Art Student Alecia Behrle Creates Installation Around Topic of Mental Health
On the evening of Thursday, March 14, Alecia Behrle ‘19, a Fine Arts student at Moravian College with a focus on Installation Art, presented her senior art gallery opening titled “When the Magic Comes.”
When Behrle began working on her exhibition, she found herself creating various organic, soft shapes. She realized that the motivation for the show blossomed from her negative experiences working with the American mental health care system. She wanted to contrast the cold atmosphere and undesirable experiences she endured inside these institutions with a warm, welcoming space that would allow her, as well as others, to feel comfortable and at peace in a place which she describes as her version of “a healing space.”
The exhibit displays an abundance of organic shapes with rounded, curved edges crafted out of insulation foam board that are painted in bright pastel colors and lined in fur and mounted onto the walls. Behrle painted lines from one foam piece to another, creating movement in the composition which draws the eye all throughout the room.
She says that the rounded edges of the shapes and the pastel colors work together to make the space peaceful and inviting, as opposed to sharper edges and darker colors which tend to be less soothing in nature.
Behrle’s favorite part of the show consists of the smaller canvases mounted on the walls in between the interconnected lines and shapes. She says that their purpose is to give observers a break from the busyness of the surrounding wall space.
Through past experiences with her mental health, Behrle realized that in order to ground herself and bring herself back to the present, she had to engage the five senses. To represent them, she crafted four ceramic vases, each one depicting either sight, smell, sound, or taste.
In the center of the room, she installed a pendulum, which represents touch and encourages guests to move the bob around and create “rhythmic, meditative ellipses” in the sand below. Each of these components are also painted with colors matching the installations on surrounding wall space.
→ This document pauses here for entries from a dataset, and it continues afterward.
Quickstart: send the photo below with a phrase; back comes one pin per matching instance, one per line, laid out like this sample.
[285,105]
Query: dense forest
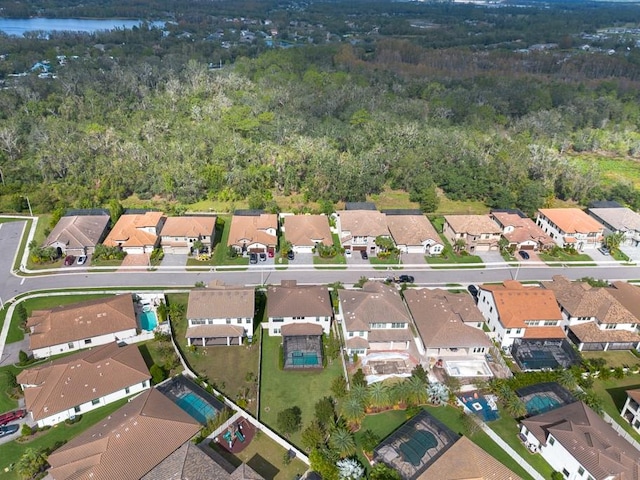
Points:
[468,106]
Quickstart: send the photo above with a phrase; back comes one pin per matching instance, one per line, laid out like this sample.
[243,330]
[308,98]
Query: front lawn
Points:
[281,389]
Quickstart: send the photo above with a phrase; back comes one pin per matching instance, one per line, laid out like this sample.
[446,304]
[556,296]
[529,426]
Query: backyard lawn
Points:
[281,389]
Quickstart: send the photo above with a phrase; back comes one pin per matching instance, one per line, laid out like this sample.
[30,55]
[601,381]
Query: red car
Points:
[12,416]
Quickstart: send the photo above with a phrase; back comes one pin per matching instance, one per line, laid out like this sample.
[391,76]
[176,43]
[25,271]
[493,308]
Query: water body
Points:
[18,26]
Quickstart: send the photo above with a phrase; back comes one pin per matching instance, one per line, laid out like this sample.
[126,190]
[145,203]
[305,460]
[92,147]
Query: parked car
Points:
[12,416]
[8,430]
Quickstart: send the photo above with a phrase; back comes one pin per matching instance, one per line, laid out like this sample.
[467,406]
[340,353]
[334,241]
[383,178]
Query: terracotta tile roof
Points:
[78,231]
[516,304]
[572,220]
[298,301]
[579,299]
[82,377]
[590,333]
[253,229]
[472,224]
[80,321]
[524,230]
[135,230]
[221,302]
[363,223]
[193,226]
[439,317]
[374,303]
[589,439]
[307,230]
[295,329]
[411,229]
[128,443]
[621,219]
[464,460]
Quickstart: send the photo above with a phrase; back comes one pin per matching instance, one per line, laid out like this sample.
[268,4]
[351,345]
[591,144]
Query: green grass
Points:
[10,452]
[281,389]
[16,334]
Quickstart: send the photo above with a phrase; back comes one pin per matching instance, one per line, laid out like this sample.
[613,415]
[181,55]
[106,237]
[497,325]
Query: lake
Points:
[18,26]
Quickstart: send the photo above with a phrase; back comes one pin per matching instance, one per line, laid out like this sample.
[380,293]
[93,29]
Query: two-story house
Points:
[374,318]
[571,226]
[593,317]
[220,315]
[472,233]
[515,311]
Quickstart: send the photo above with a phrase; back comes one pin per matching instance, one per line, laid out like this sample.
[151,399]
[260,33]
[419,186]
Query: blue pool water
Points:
[148,321]
[196,407]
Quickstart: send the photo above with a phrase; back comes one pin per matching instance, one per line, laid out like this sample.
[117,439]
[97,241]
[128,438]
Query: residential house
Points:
[515,311]
[520,231]
[594,318]
[132,442]
[179,234]
[444,322]
[220,315]
[255,233]
[413,233]
[619,220]
[84,381]
[472,233]
[631,409]
[136,233]
[78,234]
[358,229]
[374,318]
[81,325]
[304,232]
[571,226]
[290,303]
[577,442]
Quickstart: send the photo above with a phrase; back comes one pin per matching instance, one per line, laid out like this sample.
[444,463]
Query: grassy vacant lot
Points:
[280,389]
[232,369]
[16,333]
[265,457]
[12,451]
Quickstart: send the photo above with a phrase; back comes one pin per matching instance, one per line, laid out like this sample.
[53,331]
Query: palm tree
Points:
[342,442]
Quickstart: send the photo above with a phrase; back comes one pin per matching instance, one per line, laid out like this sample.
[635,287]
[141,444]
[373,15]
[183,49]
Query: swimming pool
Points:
[148,320]
[196,407]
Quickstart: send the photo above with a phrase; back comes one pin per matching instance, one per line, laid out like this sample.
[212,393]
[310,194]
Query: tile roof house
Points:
[180,233]
[358,229]
[619,220]
[78,234]
[515,311]
[571,226]
[129,443]
[136,233]
[521,232]
[220,315]
[479,232]
[441,319]
[253,233]
[414,234]
[305,231]
[290,303]
[84,381]
[577,442]
[594,318]
[81,325]
[374,318]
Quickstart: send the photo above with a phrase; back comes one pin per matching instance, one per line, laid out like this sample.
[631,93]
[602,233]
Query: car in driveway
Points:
[12,416]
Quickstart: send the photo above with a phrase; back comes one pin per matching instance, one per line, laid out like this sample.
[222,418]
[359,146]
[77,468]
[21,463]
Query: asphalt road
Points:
[12,283]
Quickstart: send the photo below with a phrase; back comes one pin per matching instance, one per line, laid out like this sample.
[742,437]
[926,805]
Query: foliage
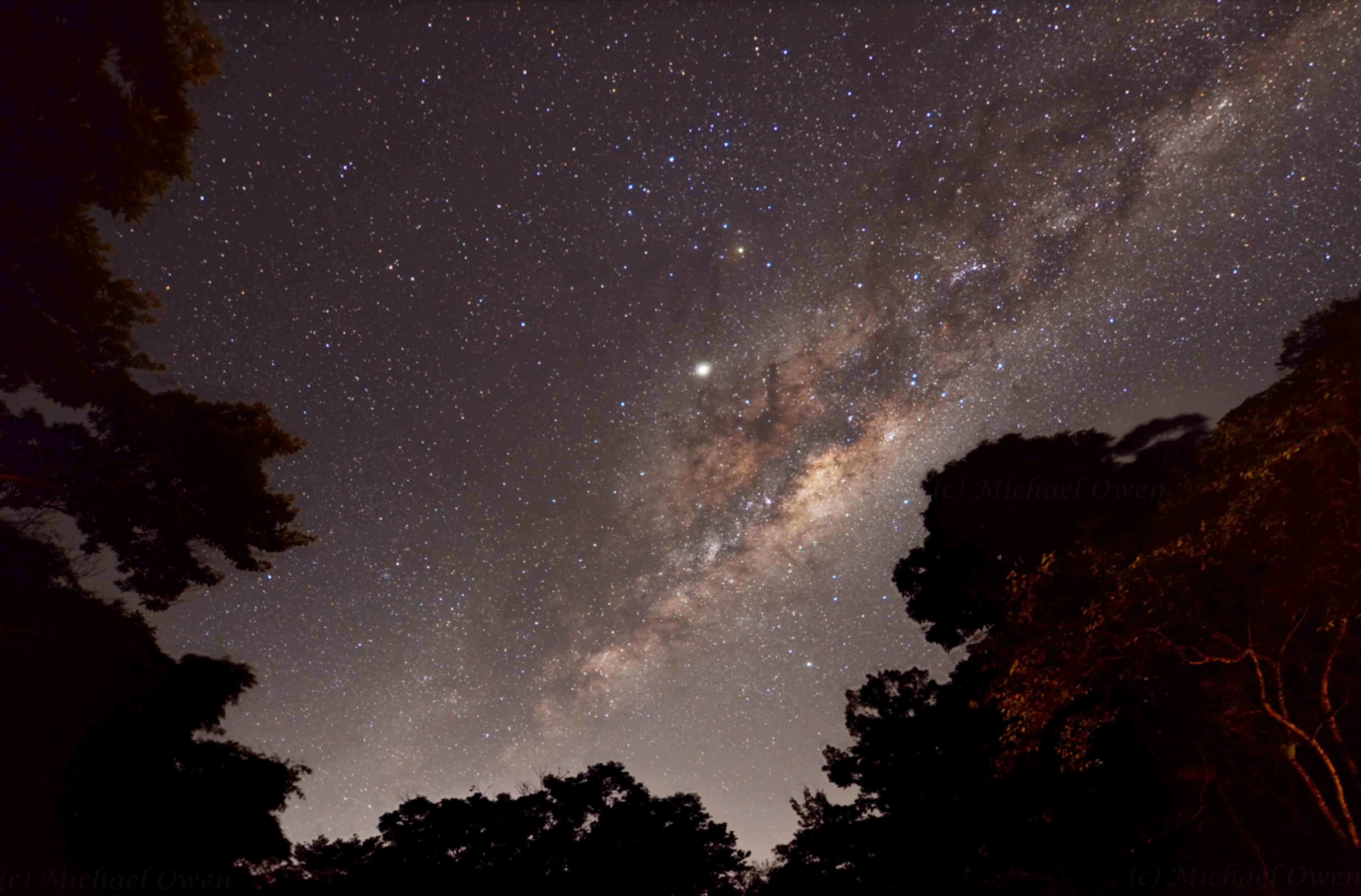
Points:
[599,831]
[114,747]
[101,96]
[114,744]
[1235,608]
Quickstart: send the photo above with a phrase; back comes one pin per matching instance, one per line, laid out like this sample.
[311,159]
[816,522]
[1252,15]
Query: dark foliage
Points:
[1008,504]
[599,833]
[112,744]
[112,748]
[1160,682]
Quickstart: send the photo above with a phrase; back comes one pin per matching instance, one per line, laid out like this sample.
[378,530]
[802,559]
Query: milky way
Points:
[623,336]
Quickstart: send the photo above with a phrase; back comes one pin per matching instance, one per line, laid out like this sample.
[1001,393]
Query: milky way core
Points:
[623,338]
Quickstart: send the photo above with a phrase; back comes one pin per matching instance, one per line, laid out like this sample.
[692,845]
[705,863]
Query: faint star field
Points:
[623,335]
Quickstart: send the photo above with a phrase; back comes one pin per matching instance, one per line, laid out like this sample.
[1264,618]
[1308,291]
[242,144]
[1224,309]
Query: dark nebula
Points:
[623,336]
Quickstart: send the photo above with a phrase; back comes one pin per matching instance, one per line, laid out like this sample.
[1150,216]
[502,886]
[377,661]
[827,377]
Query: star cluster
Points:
[623,335]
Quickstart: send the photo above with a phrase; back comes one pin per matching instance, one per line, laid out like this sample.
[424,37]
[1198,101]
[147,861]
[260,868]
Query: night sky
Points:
[621,338]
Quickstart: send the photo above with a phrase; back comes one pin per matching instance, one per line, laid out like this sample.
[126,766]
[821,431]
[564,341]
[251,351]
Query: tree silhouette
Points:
[108,740]
[1236,601]
[100,96]
[1008,504]
[114,747]
[599,831]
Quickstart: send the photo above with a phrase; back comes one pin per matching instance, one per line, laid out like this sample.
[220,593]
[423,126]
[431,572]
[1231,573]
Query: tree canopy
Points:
[1163,657]
[115,750]
[598,831]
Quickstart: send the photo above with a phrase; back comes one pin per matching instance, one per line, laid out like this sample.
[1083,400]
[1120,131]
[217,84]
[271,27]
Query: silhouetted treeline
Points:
[598,833]
[1161,671]
[1160,668]
[116,771]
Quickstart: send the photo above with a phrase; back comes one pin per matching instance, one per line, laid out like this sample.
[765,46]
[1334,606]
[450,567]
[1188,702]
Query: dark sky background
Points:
[623,336]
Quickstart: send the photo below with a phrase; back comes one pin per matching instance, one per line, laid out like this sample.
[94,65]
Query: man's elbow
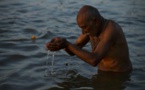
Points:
[94,62]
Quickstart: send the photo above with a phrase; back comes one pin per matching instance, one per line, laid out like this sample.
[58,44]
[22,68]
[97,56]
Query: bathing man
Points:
[109,46]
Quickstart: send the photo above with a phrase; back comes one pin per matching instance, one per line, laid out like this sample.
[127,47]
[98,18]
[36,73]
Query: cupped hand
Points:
[56,44]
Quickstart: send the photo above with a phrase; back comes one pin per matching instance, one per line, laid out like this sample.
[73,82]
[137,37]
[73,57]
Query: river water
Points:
[23,60]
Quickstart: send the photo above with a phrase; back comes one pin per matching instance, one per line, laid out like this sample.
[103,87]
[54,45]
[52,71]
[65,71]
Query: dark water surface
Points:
[23,61]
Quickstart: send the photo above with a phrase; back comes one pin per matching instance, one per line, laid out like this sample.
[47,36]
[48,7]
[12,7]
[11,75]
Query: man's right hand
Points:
[56,44]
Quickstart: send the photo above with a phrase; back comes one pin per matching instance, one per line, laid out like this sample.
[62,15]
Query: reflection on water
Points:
[101,81]
[23,61]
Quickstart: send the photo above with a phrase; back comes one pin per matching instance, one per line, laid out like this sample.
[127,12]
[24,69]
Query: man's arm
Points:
[80,42]
[93,58]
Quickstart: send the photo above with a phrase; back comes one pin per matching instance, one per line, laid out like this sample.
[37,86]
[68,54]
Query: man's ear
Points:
[96,20]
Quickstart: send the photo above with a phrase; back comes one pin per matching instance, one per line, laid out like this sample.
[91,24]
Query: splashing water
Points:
[51,72]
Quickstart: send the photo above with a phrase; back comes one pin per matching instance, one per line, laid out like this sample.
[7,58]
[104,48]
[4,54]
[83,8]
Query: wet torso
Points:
[117,57]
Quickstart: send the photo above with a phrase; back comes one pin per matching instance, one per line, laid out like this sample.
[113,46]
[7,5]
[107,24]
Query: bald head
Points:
[87,13]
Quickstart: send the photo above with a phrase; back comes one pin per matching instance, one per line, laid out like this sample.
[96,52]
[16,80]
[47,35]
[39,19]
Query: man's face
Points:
[88,27]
To further engage guests in her exhibit, she filled the room with the scent of sage and provided bubble wands for guests to use inside the room, adding to the playful, dream-like atmosphere. On the floor, pieces of faux-fur fabric are cut out in shapes similar to those seen on the walls, which guests are encouraged to feel as well.
When asked what she would change about her gallery if she had unlimited funds, she said she would expand the exhibit and increase the scale of the pendulum.
Behrle’s show is a reminder to all of us that we should be mindful of and tend to our mental health through outlets that remind us to return to the present and stay grounded in times of need.